Beast gave my vocabulary a jump-start. It inspired me to think of the word “taming”, which instantly clicked. It was a perfect match.
There is a lot of dangerous misinformation floating around the web. Many people think that all obstacles are things to be challenged, fought, and demolished. Although this aggressive, tough love methodology definitely is justified for certain things, I’ve found it to be extremely counter productive when dealing with social anxiety.
Social anxiety is a coping mechanism that’s formed in our childhood years -usually through bullying, abuse, or trauma. It is a symptom that capitalizes on the archaic part of our brain called the limbic system. Interestingly enough, the limbic system is something we share in common with other animals, such as dogs.
Watch the following video from the 1:57 mark onwards, keeping in mind the dog’s sensitivity, fear, irrationality, and aggression. Note how they are strikingly similar to the symptoms of fight-flight response us socially anxious folk share:
What I have found to really work for me is to visualize and personalize my social anxiety as a scared, fearful, abused puppy that lives inside of me. Rather than forcing this poor puppy into dangerous and hostile situations as a way to “man up!” and “overcome!!” my fears, this metaphor reminds me to be gentle, patient, and work on slowly desensitizing myself through positive accomplishments. The same things that worked in the video above.

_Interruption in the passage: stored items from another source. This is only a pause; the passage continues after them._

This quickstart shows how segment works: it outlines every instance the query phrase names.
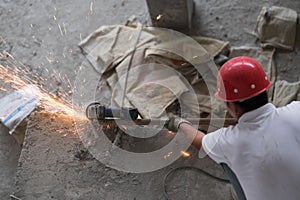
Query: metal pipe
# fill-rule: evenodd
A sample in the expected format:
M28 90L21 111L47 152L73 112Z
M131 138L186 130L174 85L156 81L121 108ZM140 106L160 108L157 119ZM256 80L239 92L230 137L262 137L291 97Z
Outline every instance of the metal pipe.
M100 124L120 124L120 125L163 125L167 119L137 119L137 120L124 120L124 119L104 119L98 120ZM209 125L214 124L224 124L224 125L234 125L237 123L234 118L186 118L192 124Z

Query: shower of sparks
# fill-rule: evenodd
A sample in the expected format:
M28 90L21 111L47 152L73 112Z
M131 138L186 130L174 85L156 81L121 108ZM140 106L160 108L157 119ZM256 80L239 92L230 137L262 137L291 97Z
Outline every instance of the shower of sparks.
M66 24L63 22L63 27L64 27L64 33L67 35L67 29L66 29Z
M128 38L128 41L132 40L133 35L131 34Z
M79 34L80 42L82 42L82 35L81 33Z
M46 56L46 60L50 63L50 64L52 64L52 63L54 63L55 62L55 60L54 59L51 59L51 58L48 58L47 56Z
M86 20L90 22L90 18L93 15L93 2L90 3L88 14L86 16Z
M163 17L162 14L157 15L156 20L160 20Z
M173 131L168 131L168 134L169 135L174 135L174 132Z
M90 14L93 14L93 2L90 3Z
M168 159L171 155L173 154L173 152L169 152L166 155L164 155L164 159Z
M190 153L189 152L187 152L187 151L181 151L180 152L181 153L181 155L183 156L183 157L190 157Z
M63 34L63 31L62 31L62 29L61 29L61 26L60 26L60 24L57 24L57 26L58 26L58 28L59 28L59 32L60 32L61 36L64 36L64 34Z
M5 60L9 64L7 66L0 64L0 80L2 80L5 85L8 85L12 89L18 90L28 84L34 84L40 89L41 107L46 111L65 116L63 119L71 120L73 117L77 120L88 120L79 107L68 101L68 99L71 99L69 96L70 93L74 92L69 80L64 82L68 83L70 92L65 92L59 97L55 97L43 88L47 79L40 77L38 74L30 72L30 70L24 65L17 66L14 60L11 61L13 57L8 53L0 53L0 59ZM65 80L60 73L58 73L58 78L60 80ZM8 91L2 86L0 87L0 90Z

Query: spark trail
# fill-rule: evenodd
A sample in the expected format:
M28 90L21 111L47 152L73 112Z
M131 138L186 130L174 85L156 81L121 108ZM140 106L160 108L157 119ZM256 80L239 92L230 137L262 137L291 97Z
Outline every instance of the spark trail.
M71 97L69 93L73 93L73 88L69 79L61 77L58 73L58 77L68 84L70 92L62 92L59 97L52 95L49 91L44 88L46 78L40 77L37 74L33 74L30 70L14 60L14 57L9 53L0 53L0 59L4 60L7 65L0 64L0 80L4 83L6 87L0 87L2 91L9 91L7 86L12 89L20 89L28 84L36 85L40 90L41 107L49 113L59 113L65 116L64 119L75 118L76 120L88 120L81 109L73 105L70 101ZM19 64L19 65L18 65Z

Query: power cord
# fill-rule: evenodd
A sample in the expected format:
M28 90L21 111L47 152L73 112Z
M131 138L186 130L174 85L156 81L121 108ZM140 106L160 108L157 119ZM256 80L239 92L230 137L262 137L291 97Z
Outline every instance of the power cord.
M170 200L169 198L169 194L167 192L167 180L168 178L174 174L174 172L176 171L179 171L179 170L194 170L194 171L197 171L197 172L200 172L210 178L213 178L217 181L220 181L220 182L223 182L223 183L230 183L228 179L225 179L225 178L221 178L221 177L218 177L218 176L215 176L203 169L200 169L200 168L197 168L197 167L192 167L192 166L182 166L182 167L177 167L177 168L174 168L174 169L171 169L164 177L163 179L163 190L164 190L164 196L166 198L166 200Z

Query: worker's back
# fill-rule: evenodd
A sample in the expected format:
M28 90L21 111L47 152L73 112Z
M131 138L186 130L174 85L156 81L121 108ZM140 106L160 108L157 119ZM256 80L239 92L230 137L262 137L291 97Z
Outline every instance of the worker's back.
M300 102L259 109L233 128L231 168L247 199L300 199Z
M300 199L300 102L268 103L207 134L205 152L236 174L248 200Z

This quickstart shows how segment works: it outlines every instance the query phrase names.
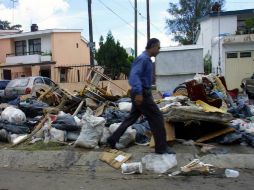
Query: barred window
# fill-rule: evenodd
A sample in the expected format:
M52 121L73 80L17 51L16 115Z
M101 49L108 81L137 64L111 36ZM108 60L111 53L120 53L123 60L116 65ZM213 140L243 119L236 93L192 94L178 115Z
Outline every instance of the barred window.
M16 41L15 42L15 55L25 55L26 54L26 41Z
M238 58L237 53L227 53L227 58Z
M29 54L41 54L41 39L31 39L28 41L29 44Z

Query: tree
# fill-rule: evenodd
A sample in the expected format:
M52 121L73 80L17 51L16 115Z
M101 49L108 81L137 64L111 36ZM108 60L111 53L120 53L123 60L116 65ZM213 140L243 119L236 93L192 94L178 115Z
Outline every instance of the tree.
M249 18L244 22L247 33L250 34L254 30L254 18Z
M179 0L169 3L170 18L166 19L167 28L181 44L193 44L199 30L198 19L212 11L216 0ZM225 0L220 0L223 7Z
M7 20L0 20L0 25L3 26L3 30L20 30L20 28L22 27L20 24L16 24L11 26L11 23L8 22Z
M99 41L99 49L95 54L98 64L105 68L105 73L112 79L119 76L120 73L126 75L130 71L130 61L126 50L121 47L119 41L115 42L114 37L109 31L104 42L101 36Z
M204 71L205 71L205 74L207 75L212 72L212 56L209 53L209 51L204 57Z

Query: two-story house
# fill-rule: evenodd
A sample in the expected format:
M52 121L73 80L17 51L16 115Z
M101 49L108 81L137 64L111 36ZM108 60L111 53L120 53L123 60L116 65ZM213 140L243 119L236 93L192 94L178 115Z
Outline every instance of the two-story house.
M213 12L201 18L196 44L211 55L212 72L224 75L229 88L254 72L254 34L246 34L245 21L254 9Z
M85 80L88 42L78 29L38 30L0 36L0 78L41 75L55 82Z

Framing my social anxiety as taming a wild and abused puppy is the most effective metaphor I have found in my own struggles. This personalization also helps me realize that I am not my social anxiety; it doesn’t have to define me. It is just a part of me.
Just like the dog’s behavior is not its fault, your social anxiety is not your fault.
Remember, Not All Courage Is Created Equal
Courage is the ability of taking action, but not all action is productive. Courage can be both foolish and wise. Take action, but take wise action. Don’t thrust yourself into high risk situations thinking it will help you with your social anxiety. If the dog above was tossed into a room full of humans trying to bear hug it, it would probably go berserk. Jumping into things too quick might actually end up making things worse. Take the process slowly. Slowly build back your trust and confidence. Be patient, but always move forward. A thousand small acts of courage are better than one overdramatic, grand act.